If Uber cannot make the leap to eliminating its human drivers, it must suck as much value as it can out of its huge store of data — data that ranges from relatively anonymous information about traffic patterns to deeply intimate details like trips to a place of worship, to a gay bar, to an abortion clinic.
So without a plan B, Uber is stuck with monetizing a bunch of personal data on its customers’ personal and travel habits and a raft of disgruntled drivers taken in by groovy ads like this one, promising the freedoms and joys of the so-called “side hustle” Uber offers with no benefits and meager protections for workers:
Uber didn’t invent the “side hustle” line because it gave a damn about the livelihoods of its drivers. Promoting their labor practices as some sort of perverse form of “freedom” was the only way for them to make any money on their business, The reality is that most people are working for Uber because they need a second (or third) job to keep a step ahead of poverty in a “service economy” where wages still haven’t grown much at all over the past three decades.

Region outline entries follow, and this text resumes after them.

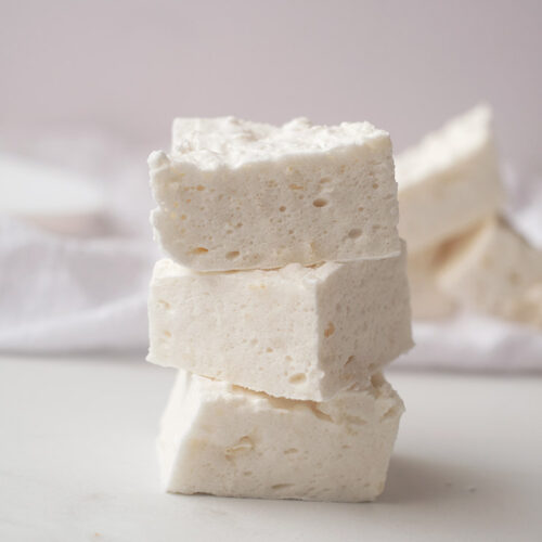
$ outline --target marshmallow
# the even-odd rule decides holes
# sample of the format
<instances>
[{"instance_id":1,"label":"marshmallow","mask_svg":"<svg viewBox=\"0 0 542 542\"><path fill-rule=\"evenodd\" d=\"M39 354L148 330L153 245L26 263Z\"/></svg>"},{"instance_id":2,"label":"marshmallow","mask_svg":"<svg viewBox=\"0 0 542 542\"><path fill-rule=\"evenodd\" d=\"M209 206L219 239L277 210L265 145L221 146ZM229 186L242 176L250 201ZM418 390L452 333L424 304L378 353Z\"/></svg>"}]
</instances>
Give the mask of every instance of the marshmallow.
<instances>
[{"instance_id":1,"label":"marshmallow","mask_svg":"<svg viewBox=\"0 0 542 542\"><path fill-rule=\"evenodd\" d=\"M293 401L180 371L162 421L165 490L372 501L403 403L382 375L330 402Z\"/></svg>"},{"instance_id":2,"label":"marshmallow","mask_svg":"<svg viewBox=\"0 0 542 542\"><path fill-rule=\"evenodd\" d=\"M327 400L412 346L405 250L307 268L198 273L156 263L149 361L289 399Z\"/></svg>"},{"instance_id":3,"label":"marshmallow","mask_svg":"<svg viewBox=\"0 0 542 542\"><path fill-rule=\"evenodd\" d=\"M437 273L446 258L447 243L409 255L408 274L412 317L441 319L454 312L454 300L438 285Z\"/></svg>"},{"instance_id":4,"label":"marshmallow","mask_svg":"<svg viewBox=\"0 0 542 542\"><path fill-rule=\"evenodd\" d=\"M149 159L155 236L199 271L382 258L400 251L389 134L369 122L282 127L177 119Z\"/></svg>"},{"instance_id":5,"label":"marshmallow","mask_svg":"<svg viewBox=\"0 0 542 542\"><path fill-rule=\"evenodd\" d=\"M414 254L463 233L504 201L491 111L478 106L396 156L399 232Z\"/></svg>"},{"instance_id":6,"label":"marshmallow","mask_svg":"<svg viewBox=\"0 0 542 542\"><path fill-rule=\"evenodd\" d=\"M438 283L466 307L542 328L542 251L503 219L451 245Z\"/></svg>"}]
</instances>

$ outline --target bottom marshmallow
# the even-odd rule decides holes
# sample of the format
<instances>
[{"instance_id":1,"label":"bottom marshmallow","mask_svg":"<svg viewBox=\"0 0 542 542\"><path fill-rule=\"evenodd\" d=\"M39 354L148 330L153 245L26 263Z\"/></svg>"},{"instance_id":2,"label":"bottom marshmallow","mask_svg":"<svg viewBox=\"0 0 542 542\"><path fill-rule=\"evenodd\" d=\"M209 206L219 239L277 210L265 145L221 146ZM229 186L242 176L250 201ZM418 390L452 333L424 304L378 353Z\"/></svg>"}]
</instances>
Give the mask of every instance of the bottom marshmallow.
<instances>
[{"instance_id":1,"label":"bottom marshmallow","mask_svg":"<svg viewBox=\"0 0 542 542\"><path fill-rule=\"evenodd\" d=\"M164 488L264 499L372 501L403 403L379 374L327 402L270 397L179 371L162 421Z\"/></svg>"}]
</instances>

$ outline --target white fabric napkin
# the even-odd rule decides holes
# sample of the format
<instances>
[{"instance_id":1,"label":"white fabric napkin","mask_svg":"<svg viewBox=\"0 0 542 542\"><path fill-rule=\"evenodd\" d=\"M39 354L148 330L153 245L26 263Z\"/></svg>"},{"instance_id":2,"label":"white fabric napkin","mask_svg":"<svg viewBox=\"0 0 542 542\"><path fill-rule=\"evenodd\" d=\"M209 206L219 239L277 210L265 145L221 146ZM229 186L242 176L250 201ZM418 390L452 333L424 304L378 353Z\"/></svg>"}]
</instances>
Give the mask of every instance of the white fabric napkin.
<instances>
[{"instance_id":1,"label":"white fabric napkin","mask_svg":"<svg viewBox=\"0 0 542 542\"><path fill-rule=\"evenodd\" d=\"M133 350L147 345L145 238L73 238L0 220L0 350Z\"/></svg>"}]
</instances>

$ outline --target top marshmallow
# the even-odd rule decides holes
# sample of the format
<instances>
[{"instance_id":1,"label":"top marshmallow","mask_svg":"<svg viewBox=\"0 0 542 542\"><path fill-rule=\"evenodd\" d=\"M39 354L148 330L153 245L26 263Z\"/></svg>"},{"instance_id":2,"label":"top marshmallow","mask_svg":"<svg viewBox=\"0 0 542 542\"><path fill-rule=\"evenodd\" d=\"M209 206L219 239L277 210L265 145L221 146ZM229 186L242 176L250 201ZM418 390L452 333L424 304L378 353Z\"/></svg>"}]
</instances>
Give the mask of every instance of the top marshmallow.
<instances>
[{"instance_id":1,"label":"top marshmallow","mask_svg":"<svg viewBox=\"0 0 542 542\"><path fill-rule=\"evenodd\" d=\"M369 122L176 119L171 153L152 153L149 165L155 234L191 269L400 253L391 143Z\"/></svg>"}]
</instances>

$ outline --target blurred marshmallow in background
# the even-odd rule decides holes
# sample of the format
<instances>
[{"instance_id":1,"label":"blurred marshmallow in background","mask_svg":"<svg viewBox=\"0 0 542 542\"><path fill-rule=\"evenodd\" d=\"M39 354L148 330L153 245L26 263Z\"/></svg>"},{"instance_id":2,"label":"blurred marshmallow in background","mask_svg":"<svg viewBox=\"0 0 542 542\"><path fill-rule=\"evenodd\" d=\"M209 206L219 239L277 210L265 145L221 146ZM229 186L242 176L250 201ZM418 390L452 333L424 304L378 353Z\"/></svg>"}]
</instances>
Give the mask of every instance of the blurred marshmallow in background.
<instances>
[{"instance_id":1,"label":"blurred marshmallow in background","mask_svg":"<svg viewBox=\"0 0 542 542\"><path fill-rule=\"evenodd\" d=\"M144 351L146 156L176 116L366 119L400 155L487 100L502 212L540 247L541 14L489 0L3 2L0 350ZM540 369L541 333L451 299L431 258L411 260L427 273L414 305L449 305L414 323L398 364Z\"/></svg>"}]
</instances>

The salient characteristic of this company has been its overweening arrogance and haughty disregard of the people who become the roadkill to its pursuit of profits. CNN investigated the number of sexual assaults committed by Uber drivers. Since Uber doesn’t make this data available to the public (although you can be sure their lawyers have each case available at their fingertips) the news network was compelled to examine police reports, federal court records and county court databases. They found 103 reported instances of sexual assaults, which suggests hundreds or thousands more that went unreported (for the same reason most sexual assaults go unreported). One driver rapist who was convicted called rape a “perk” of the job.
Court records uncovered in another investigation by The Guardian show that the legal posture Uber takes with regard to these assaults is geared towards keeping them out of the public eye, and keeping the victims quiet. The company gleefully points out that an “agreement” not to sue in court is in the fine print at the time you click on the app.
Uber is trying to force women who say they were sexually assaulted by drivers to resolve their claims behind closed doors rather than in the courts, a move that critics say silences victims and shields the company from public scrutiny.
Court records in a California class-action lawsuit revealed that the ride-sharing firm has argued that female passengers who speak up about being raped in an Uber must individually settle their cases through arbitration, a private process that often results in confidentiality agreements
In many ways Uber has become the perfect metaphor for the evils of late-stage capitalism, with those at the top of the company benefiting handsomely from the huge sums now handed over by the investing public, and those workers who will see virtually none of that money. It is a more than cautionary testament to the effects of deregulation in a “see no evil, hear no evil” environment like that fostered by Donald Trump’s hollowed-out federal agencies. But since the service it inarguably provides assures its existence for as long as people continue to prioritize their convenience over everything else, Uber will likely be with us for some time, even as its business model seems to be hurtling towards failure.